Stop drinking. You're too good for that honeysuckle. :club:
 
AmyTheTemperamental said:
TheSkaFish said:
I'm thinking that I wish I could wring all this beer out of my brain.  I need to remember not to drink this much, especially on weeknights, cause I felt like a zombie all day today.

Stop drinking. You're too good for that honeysuckle. :club:

Hey, watch it with that club!  My head was hurting plenty already.

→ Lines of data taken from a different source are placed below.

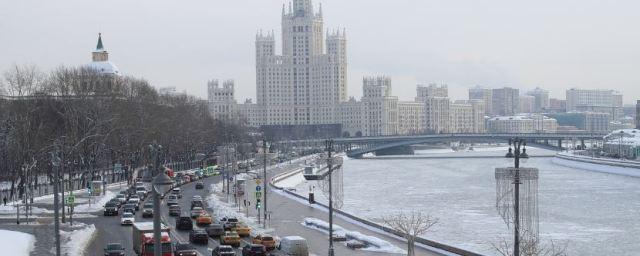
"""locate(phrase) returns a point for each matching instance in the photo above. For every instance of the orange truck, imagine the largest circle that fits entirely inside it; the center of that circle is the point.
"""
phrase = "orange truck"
(143, 240)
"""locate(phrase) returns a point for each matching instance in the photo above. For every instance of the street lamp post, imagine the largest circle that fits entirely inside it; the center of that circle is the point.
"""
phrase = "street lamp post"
(329, 147)
(516, 155)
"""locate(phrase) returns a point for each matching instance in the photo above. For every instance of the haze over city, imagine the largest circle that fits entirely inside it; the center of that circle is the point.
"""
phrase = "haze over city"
(551, 44)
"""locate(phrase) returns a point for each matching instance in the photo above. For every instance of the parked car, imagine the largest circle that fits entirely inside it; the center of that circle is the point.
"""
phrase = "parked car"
(177, 192)
(242, 229)
(215, 230)
(147, 210)
(267, 240)
(185, 249)
(127, 218)
(172, 199)
(196, 211)
(110, 209)
(198, 236)
(294, 246)
(254, 250)
(230, 238)
(174, 210)
(223, 250)
(184, 223)
(204, 219)
(113, 249)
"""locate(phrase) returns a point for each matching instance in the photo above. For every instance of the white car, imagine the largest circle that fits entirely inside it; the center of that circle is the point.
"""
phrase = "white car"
(127, 219)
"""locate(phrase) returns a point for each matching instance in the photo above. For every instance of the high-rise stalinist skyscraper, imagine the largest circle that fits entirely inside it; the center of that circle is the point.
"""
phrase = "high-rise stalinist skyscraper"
(307, 82)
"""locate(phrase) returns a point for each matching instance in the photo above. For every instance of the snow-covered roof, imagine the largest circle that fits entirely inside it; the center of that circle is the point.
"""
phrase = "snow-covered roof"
(104, 67)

But in all seriousness, thank you for being concerned for my health :)
 
I get angry thinking about all these unwritten, unspoken rules that I'm just now finding out about, things that are second nature to most, but things I would have never known if I didn't find out somewhere. I feel like I have to think more about what I'm doing, I have to be more careful, more conscious than most people, because I don't have all this stuff instinctively. It's no one's fault, I don't blame anyone for it, but I feel like an animal that was raised in a zoo. Sure, the zoo was safe, and it was even fun, but I don't have the instincts of a wild animal. I'm having to learn them manually. Growing up, I didn't just KNOW how to ward off predators and fight for my place in the pecking order, and why it's important. And now I don't just KNOW how to do the mating dance, how it works and why. I just took the rules I'd been told about life at face value, and I just did whatever instead of finding a way to get a competitive advantage in life. But the more I live, the more I feel like life is all about competition, whether you want it to be or not. Even in the first world. I naively believed that us humans would want to choose to be above the law of the jungle, since the way life used to be was cold and harsh but now we were more free to choose something nicer and better. But I find that's not the case. Most people it seems, embrace the law of the jungle, survival of the fittest, because they think they are the fittest. Again, I naively thought I could opt out of competition since I didn't think I could compete, but also because I didn't think that's what life should be about. I thought confidence meant doing your own thing, doing what you wanted and felt was right, being yourself and I thought I was fine because that's what I was doing. But it didn't occur to me that I had to live up to others' standards at the same time, especially as it relates to attraction. I wish I knew all this a long time ago, because I would have known more about why people are the way they are, and how to respond to it. And also because I'm starting to feel like to really get somewhere in life, you have to do a lot of things right for a long time. And time is something I no longer have a lot of - at least, not time to learn, grow, figure out what I'm doing. I should be well on my way to somewhere by now. Instead I find myself well on my way to exactly where I don't want to go. I only hope it's not too late to change my trajectory and catch up, somehow.